What's interesting about the beloved in this sonnet is how little we learn of her. While tradition has it that this is a poem about Anne Boleyn, the ill-fated second wife of Henry VIII, if we look solely at the text of the poem, we find it is more about the narrator than his beloved.
He is in love with an unattainable woman, who he imagines as a hind or deer he has been pursuing. A deer would be a graceful, swift-footed and elusive creature, this one especially so, but a deer is also a form of prey, a creature hunted, an object. Either you triumph over it by killing or capturing it, or it triumphs by eluding you. It is a prize whose capture becomes a display of your manhood. The beloved is a beautiful creature of nature but also a quarry to be possessed.
The narrator is obsessed with with a woman he cannot have—possibly precisely because he can't have her.

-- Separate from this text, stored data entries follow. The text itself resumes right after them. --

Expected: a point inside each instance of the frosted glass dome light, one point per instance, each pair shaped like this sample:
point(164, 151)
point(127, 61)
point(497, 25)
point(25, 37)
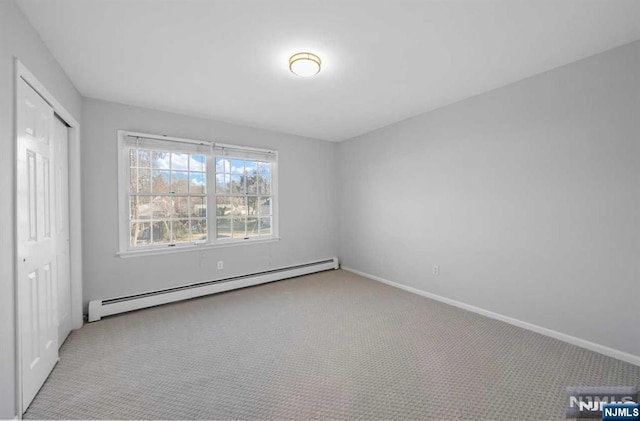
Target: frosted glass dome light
point(304, 64)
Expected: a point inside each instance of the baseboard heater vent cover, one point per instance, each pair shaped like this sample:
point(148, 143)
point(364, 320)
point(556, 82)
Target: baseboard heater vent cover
point(108, 307)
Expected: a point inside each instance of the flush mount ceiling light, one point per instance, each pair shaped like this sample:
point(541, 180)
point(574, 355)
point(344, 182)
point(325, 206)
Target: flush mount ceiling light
point(304, 64)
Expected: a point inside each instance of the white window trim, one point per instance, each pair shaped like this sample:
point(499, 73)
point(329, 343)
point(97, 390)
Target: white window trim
point(125, 249)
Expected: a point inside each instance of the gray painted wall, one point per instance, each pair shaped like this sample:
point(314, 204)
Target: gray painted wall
point(18, 39)
point(307, 200)
point(528, 197)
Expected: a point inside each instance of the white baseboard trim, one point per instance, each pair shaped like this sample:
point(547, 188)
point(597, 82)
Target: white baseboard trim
point(591, 346)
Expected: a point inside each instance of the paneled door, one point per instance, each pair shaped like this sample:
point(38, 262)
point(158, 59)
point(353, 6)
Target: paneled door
point(61, 226)
point(35, 231)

He says to other men who might want to pursue her that she is out of reach for them too. We learn that her diamond collar means she is the possession of another man and a "caesar" or king at that. We also learn at the end of the sonnet that the nature of this beloved women is wild.
One way to approach the beloved in this poem is through a feminist lens. The narrator's idea of love is sexist by our modern standards. The beloved is compared to an animal, seen as a form of prey, and not given distinctive human characteristics. The narrator doesn't object to her being the property of another man: he might not like that another man owns her, but he doesn't protest the right of male ownership. What woman would have a chance with that kind of "love" surrounding her? Can we blame her for wanting to be wild?